Nature of the steroid receptor
The steroid receptors form part of a larger ‘superfamily’ of nuclear
DNA-binding receptors, including androgen, estrogen, glucocorticoid, thyroid
and vitamin D receptors (Fig. 4c). They all have two main regions, a
hydrophobic hormone-binding region and a DNA-binding region, which consists of
two ‘zinc fingers’, rich in cysteine and basic amino acids. The structures of
the receptors are known. Region 1 is the DNA-binding region, and is the most
conserved among the members of the receptor family, in that it has a high
sequence homology from receptor to receptor, as shown in Fig. 4c. It is thought
that the first zinc finger determines the specificity of the binding of the
receptor to DNA, while the second finger stabilizes the receptor to its
response element of the DNA. Regions 2 and 3 of the receptors determine the hormone specificity of binding, and are not
well conserved among the different receptors.
Estrogen receptors
Two distinct, main receptor forms have been discovered, called ER-α and
ER-β respectively. They have different affinities for estradiol and different
anatomical distribution. For example only ER-α has been found in the liver, and
ER-β is the pre- dominant form in prostate. These differences may account, in
part, for the wide diversity of estrogen action in different tissues and under
different physiological and pathological states. It has been found, for
example, that in healthy ovarian tissue the β form predominates, but in ovarian
cancer the a form predominates. It is possible that the β form somehow
regulates the activity of the α form. The α and β forms have several nuclear
coactivators and repressors, and their activity depends also on their rates of
turnover.
Estrogen receptor antagonists have found a powerful use in the
prevention and treatment of breast cancer (see Clinical scenario above).

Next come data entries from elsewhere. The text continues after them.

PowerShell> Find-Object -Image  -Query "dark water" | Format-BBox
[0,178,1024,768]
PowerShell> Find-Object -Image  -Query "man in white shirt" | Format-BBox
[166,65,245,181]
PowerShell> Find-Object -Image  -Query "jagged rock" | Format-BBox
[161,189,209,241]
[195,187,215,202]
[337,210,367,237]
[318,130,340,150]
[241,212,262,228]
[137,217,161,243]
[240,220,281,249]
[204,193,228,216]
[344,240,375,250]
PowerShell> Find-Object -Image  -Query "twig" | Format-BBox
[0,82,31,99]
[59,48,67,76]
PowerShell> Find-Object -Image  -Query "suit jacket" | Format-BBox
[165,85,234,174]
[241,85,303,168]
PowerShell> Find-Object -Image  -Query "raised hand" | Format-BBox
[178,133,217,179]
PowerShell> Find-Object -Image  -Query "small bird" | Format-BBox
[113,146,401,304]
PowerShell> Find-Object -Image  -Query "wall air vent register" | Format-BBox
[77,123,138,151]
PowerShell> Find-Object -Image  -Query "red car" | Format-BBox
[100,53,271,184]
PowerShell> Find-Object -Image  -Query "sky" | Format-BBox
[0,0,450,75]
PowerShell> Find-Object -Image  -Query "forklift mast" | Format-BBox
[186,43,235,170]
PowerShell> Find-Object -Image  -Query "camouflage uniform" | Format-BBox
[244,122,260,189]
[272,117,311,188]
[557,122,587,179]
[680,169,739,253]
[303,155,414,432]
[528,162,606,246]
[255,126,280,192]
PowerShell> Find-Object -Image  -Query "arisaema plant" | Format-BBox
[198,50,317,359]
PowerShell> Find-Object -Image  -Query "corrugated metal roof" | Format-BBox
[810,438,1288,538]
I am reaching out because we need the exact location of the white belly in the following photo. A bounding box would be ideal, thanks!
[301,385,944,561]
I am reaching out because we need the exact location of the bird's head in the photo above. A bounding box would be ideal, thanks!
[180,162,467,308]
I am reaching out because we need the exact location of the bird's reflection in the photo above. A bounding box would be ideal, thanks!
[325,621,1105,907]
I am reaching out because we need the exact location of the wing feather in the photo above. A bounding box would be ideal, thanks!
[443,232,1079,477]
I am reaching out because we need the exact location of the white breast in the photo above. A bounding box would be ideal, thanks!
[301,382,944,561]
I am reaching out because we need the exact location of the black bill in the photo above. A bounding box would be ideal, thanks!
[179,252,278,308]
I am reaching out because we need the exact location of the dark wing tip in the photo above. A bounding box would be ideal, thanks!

These compounds interfere with the processing of the normal intracellular
hormone–receptor interaction. This can occur at one or more of several sites
(Fig. 4d). The receptor itself may be blocked or post-receptor-binding events,
for example receptor dimerization, receptor turnover or mRNA or protein
synthesis, may be inhibited. Examples of estrogen receptor blockers are the SERMS
(selective estrogen receptor modulators) such as tamoxifen, raloxifene and
to remifene. These are interesting
because they appear to act as agonists in some tissues such as bone and liver
cells, and may therefore be important preventive measures for reducing the rate
of development of osteoporosis and for lowering blood cholesterol. SERMS may
act by activating as yet unidentified coactivators or corepressors and may
modulate estrogen receptor turnover. Their action may also be dictated by
whether they combine with ER-a or ER-b receptors.
Thyroid hormone receptors
Like other members of the nuclear receptor family, thyroid hormone
receptors function as hormone-activated transcription factors. In contrast to
steroid hormone receptors, however, thyroid hormone receptors bind to DNA in
the absence of hormone, leading usually to transcriptional repression. When
thyroid hormone binds to the receptor, however, it causes a conformational
change in the receptor that changes it to function as a transcriptional
activator. As with many other receptors, several isoforms have been discovered.
Currently, four different isoforms are recognized, namely: α-1, α-2, β-1 and
β-2. These different forms appear to be very important in development;
different isoforms are expressed at different stages of development and in
different organs and tissues. For example α-1, α-2 and βb-1 are expressed in
virtually all tissues in which thyroid hormones act, but β-2 is synthesized
mainly in the developing ear, and in the anterior pituitary gland and
hypothalamus. Receptor α-1 is the first isoform detected in the conceptus, and
the β form appears to be essential for normal brain development shortly after birth.